First came poodle skirts and sock-hops. Now it’s tailgates and skydiving, and all are part of TCU’s Homecoming evolution, 50 years in the making.Regardless of the era, alumni and students say Homecoming, a long-standing tradition at TCU, brings the community together.
“Homecoming is a way to renew old friendships and bring out good memories,” said Mary Ruth Jones, Sherley Hall office assistant and 1958 graduate from TCU.
Jones said that although nearly 50 years have passed since she attended TCU, many of the traditions still carry on.
Jones said that, like today, Homecoming when she was a student was filled with week-long events that revolved around the football game at the end of the week.
“It was a big event back then, and everybody went to the football game,” Jones said. “We had a pep rally before the game, a big bonfire and each of the classes made a float for the big parade.”
Although the pep rally and parade are still key traditions, Jones said, she recalls some differences.
“Back then we had the parades downtown Fort Worth,” Jones said. “The whole community was a part of the event.”
Jones said the Homecoming queen was presented on the field at the football game.
“We only had a Homecoming queen and her court, but no king,” Jones said. “We also had a Mr. and Ms. TCU, but they were separate from the Homecoming court.”
Looking back 50 years, the 1955 TCU yearbook describes that year’s Homecoming as “the biggest, gaudiest Homecoming in history.”
According to the 1955 yearbook, “Everything about Homecoming was a howling success, everything except the football game. An intercepted fumble, a goalward dash with said intercepted fumble, and the Frogs’ (Southwest Conference) title dreams were crushed 12-7 by an alert Baylor 11.”
Although Homecoming was a major event 50 years ago, Jones said, the participation has not always been that way.
“There was a period when the crowds were dismal, but I think now it’s getting back up again,” Jones said.
Perry Marchbanks, a Spanish instructor and 1994 graduate from TCU, said that when she attended TCU, the participation did not seem as big as it is today and said she thinks the performance of the football team plays a large role.
“Now, we have a better turnout at the football games, so there’s a better turnout at Homecoming,” Marchbanks said.
This year’s team is preparing to defeat Army at the Homecoming game.
“We won’t upset the fans this year,” said freshman safety Stephen Hodge.
This year’s Homecoming committee has put a lot of effort into planning the festivities, said director of Homecoming Meghana Mathew.
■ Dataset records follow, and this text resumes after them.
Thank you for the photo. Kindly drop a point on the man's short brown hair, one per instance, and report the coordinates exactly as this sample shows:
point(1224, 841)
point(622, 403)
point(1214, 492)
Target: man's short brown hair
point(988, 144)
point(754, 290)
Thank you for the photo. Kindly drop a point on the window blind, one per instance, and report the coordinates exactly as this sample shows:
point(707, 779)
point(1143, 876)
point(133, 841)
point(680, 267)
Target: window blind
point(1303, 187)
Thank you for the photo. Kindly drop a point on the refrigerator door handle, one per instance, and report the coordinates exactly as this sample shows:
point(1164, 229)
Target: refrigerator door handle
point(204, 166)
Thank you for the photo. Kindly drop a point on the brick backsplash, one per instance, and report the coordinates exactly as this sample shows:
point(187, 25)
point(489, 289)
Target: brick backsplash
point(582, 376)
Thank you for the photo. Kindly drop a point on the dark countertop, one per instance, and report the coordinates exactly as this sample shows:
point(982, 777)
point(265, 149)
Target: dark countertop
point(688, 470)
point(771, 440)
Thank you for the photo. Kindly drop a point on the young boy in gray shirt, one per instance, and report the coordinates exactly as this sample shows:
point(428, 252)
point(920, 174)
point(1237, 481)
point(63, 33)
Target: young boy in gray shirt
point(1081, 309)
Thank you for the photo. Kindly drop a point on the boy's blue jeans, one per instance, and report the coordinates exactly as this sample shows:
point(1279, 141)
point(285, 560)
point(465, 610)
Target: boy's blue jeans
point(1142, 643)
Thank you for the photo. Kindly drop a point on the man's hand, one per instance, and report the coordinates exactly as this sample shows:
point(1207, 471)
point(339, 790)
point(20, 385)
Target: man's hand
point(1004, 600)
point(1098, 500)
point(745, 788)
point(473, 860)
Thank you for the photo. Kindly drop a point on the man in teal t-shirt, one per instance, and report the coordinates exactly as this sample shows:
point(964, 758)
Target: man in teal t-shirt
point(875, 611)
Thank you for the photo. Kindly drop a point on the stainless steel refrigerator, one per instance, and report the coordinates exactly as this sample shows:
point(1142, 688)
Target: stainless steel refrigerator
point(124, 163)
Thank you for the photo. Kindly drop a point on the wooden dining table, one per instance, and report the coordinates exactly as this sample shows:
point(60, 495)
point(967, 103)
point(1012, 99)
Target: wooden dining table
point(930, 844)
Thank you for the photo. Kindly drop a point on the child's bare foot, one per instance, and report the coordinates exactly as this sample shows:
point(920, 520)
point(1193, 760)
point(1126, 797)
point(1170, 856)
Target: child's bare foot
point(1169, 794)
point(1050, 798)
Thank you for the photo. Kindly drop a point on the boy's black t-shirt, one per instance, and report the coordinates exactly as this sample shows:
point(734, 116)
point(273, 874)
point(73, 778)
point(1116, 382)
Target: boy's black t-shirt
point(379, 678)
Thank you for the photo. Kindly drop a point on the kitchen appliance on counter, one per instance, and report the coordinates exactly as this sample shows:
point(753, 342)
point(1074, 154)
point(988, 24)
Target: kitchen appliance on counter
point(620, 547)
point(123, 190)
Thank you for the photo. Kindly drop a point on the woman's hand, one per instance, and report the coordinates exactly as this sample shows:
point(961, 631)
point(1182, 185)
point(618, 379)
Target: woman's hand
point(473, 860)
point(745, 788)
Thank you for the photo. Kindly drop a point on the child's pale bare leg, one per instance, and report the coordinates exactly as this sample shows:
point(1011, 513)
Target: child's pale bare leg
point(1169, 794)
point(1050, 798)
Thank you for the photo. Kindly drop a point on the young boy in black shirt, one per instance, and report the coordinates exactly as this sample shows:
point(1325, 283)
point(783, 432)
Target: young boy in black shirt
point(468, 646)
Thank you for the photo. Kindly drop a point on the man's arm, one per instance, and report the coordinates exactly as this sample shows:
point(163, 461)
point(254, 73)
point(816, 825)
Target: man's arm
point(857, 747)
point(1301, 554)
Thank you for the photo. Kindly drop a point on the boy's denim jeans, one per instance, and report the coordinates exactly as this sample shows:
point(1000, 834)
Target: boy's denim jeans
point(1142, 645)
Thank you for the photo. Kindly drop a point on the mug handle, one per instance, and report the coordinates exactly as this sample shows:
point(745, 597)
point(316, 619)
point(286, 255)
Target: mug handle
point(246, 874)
“This year, the Homecoming committee decided to organize extra events in addition to the traditional ones, so that Homecoming week is really a week of exciting events for TCU,” Mathew said.
Mathew said Homecoming is a week of unifying the TCU family.
“Homecoming is an annual event where TCU’s alumni return to campus for the home football game,” Mathew said. “It is a chance for them to reminisce about their time at TCU, and also to come back and see how the university has grown.”
Amy Thomas, a freshman business major, said it is important for students to get involved in their school community.
“Homecoming is a great opportunity to show our school spirit and team pride,” Thomas said.
Kelly O’Fallon, a senior fashion merchandising major, said she looks forward to Homecoming week every year.
“The best part of the weekend is tailgating before the game and watching the fun unfold as the game begins,” O’Fallon said.
The game ball will be dropped onto home field as a skydiver lands during the opening presentation, Jones said.
Jones is famous for initiating the TCU Fight Song at every pep rally.
“I started cheering at the Pep Rally with some of the alumni when they started up Frog Camp about 11 or 12 years ago,” Jones said.
She said she is still a part of Homecoming because of the fond memories she had when she was an undergraduate.
“It is interesting to see the differences of Homecoming today versus when I was attending TCU,” Jones said. “It was a fun time, and I am glad I still get to keep the memories alive.